Kepahlawanan Sana tidak sampai di situ saja. Dia kemudian membuka bowling untuk Pakistan dan melakukan pukulan pada over pertama, menghilangkan bahaya Kompensasi Inggris untuk seekor bebek. Setelah Sadia Iqbal menghancurkan babak Afrika Selatan dengan serangan ganda pada babak keempat, Sana kembali untuk mendapatkan gawang besar lainnya – kali ini dari rekannya Laura Wolvaardt – pada babak kelima.

Baca juga: Kisah Tazmin Brits: Impian lempar lembing Olimpiade yang hancur, kini di depan mata akan memecahkan rekor dunia ODI

Dari 30-4 dalam 4,1 overs, Nadine de Klerk (27 off 30) dan Annerie Dercksen (30 off 38) mencoba melakukan konsolidasi, tetapi dalam keruntuhan menakjubkan lainnya, Afrika Selatan kehilangan lima gawang hanya dalam enam run untuk tersingkir menjadi 91.

Kemenangan Pakistan dengan 53 run kini menjadi milik mereka terbesar di T20I putri melawan Afrika Selatan. Faktanya, ini adalah kemenangan T20I putri terbesar mereka melawan tim mana pun selain Bangladesh, Irlandia, Malaysia, UEA, dan Sri Lanka.

Fatima Sana memecahkan rekor T20I sepanjang masa

Saat Pakistan kalah seri 2-1, kapten mereka menikmati laju yang belum pernah terjadi sebelumnya. Dalam tiga pertandingan, dia membuat 146 run, masing-masing memukul satu kali pada No.6, 7, dan 8. Sekarang ini adalah agregat lari tertinggi oleh pemukul mana pun – pria atau wanita – dalam seri T20I tiga pertandingan bilateral dari No.6 atau lebih rendah.

Rekor tertinggi sebelumnya adalah 132 run Isuru Udana dari Sri Lanka dalam tiga pertandingan seri T20I putra melawan Afrika Selatan pada tahun 2019. Di T20I putri, Phoebe Litchfield memegang rekor, setelah membuat 88 run dalam dua inning melawan Hindia Barat pada tahun 2023.

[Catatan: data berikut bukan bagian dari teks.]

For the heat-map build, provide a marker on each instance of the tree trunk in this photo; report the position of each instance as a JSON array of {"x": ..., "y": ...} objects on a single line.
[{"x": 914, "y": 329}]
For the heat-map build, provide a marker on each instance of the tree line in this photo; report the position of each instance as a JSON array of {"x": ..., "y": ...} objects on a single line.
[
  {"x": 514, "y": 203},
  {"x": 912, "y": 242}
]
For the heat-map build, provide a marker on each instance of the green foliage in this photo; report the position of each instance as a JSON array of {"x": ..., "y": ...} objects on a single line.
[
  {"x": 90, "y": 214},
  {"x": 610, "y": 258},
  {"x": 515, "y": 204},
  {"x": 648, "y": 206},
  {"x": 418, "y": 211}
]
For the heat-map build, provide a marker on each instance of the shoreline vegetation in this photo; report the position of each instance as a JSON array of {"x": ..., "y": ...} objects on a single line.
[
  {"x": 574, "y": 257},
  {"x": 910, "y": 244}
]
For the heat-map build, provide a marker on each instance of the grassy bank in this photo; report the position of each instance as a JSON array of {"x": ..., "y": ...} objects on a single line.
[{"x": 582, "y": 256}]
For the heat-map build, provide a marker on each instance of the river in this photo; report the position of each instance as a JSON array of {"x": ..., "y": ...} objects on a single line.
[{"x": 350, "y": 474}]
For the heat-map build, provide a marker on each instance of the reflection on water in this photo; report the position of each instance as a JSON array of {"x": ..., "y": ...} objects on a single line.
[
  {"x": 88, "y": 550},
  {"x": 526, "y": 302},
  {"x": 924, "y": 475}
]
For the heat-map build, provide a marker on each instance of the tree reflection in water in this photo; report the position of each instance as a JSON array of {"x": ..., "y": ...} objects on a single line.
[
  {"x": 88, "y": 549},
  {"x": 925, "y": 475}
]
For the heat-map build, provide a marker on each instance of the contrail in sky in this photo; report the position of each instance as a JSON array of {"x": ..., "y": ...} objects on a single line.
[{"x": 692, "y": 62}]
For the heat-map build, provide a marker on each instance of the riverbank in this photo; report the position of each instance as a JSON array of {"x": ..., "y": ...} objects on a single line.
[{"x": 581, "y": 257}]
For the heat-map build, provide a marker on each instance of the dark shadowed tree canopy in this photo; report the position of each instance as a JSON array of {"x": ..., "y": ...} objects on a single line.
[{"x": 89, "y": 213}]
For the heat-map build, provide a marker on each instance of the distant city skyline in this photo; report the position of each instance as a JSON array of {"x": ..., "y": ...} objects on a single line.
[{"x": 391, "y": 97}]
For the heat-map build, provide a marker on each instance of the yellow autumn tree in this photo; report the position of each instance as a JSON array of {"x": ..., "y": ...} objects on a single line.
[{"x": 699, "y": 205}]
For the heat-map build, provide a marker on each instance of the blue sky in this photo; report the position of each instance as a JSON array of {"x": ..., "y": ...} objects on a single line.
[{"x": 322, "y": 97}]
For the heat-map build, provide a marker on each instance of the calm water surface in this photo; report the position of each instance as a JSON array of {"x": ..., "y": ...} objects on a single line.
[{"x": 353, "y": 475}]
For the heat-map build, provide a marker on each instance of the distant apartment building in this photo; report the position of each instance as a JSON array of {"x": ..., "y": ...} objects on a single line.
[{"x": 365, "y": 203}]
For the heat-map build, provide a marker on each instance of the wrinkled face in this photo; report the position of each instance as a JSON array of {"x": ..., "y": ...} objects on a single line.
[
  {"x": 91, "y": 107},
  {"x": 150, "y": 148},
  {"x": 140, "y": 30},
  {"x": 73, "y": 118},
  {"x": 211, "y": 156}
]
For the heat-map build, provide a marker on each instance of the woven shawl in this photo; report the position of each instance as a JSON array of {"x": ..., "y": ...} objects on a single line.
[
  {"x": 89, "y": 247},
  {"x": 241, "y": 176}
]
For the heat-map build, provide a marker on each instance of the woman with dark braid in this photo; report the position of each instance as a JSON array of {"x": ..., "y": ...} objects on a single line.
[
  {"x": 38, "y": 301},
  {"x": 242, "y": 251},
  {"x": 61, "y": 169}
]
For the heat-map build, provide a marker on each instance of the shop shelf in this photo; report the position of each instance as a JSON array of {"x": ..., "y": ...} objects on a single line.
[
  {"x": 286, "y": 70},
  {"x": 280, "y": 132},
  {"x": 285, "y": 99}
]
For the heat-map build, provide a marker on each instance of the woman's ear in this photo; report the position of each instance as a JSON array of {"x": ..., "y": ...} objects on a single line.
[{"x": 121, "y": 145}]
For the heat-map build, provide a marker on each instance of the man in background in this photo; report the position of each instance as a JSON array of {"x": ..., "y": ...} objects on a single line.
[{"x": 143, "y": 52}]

Kebanyakan berjalan dari No.6 atau lebih rendah dalam tiga pertandingan seri T20I

Pemain Seri Babak Berjalan HS Rata-rata SR 50an 100an
Fatima Sana SA W vs PAK W, 2025/26 3 146 90 73 184.81 1 0
Isuru Udana SA M vs SL M, 2018/19 3 132 84* 132 171.42 1 0
Dasun Shanaka IND M vs SL M, 2021/22 3 124 74* 124 196.82 1 0
Dasun Shanaka IND M vs SL M, 2022/23 3 124 56* 62 187,87 1 0
Mohammad Nabi AFG M vs IRE M, 2016/17 2 123 89 61.5 273.33 1 0

Ikuti Wisden untuk semua pembaruan kriket, termasuk skor langsungstatistik pertandingan, kuis dan banyak lagi. Tetap up to date dengan berita kriket terbarupembaruan pemain, tim klasemen, sorotan pertandingan, analisis video Dan peluang pertandingan langsung.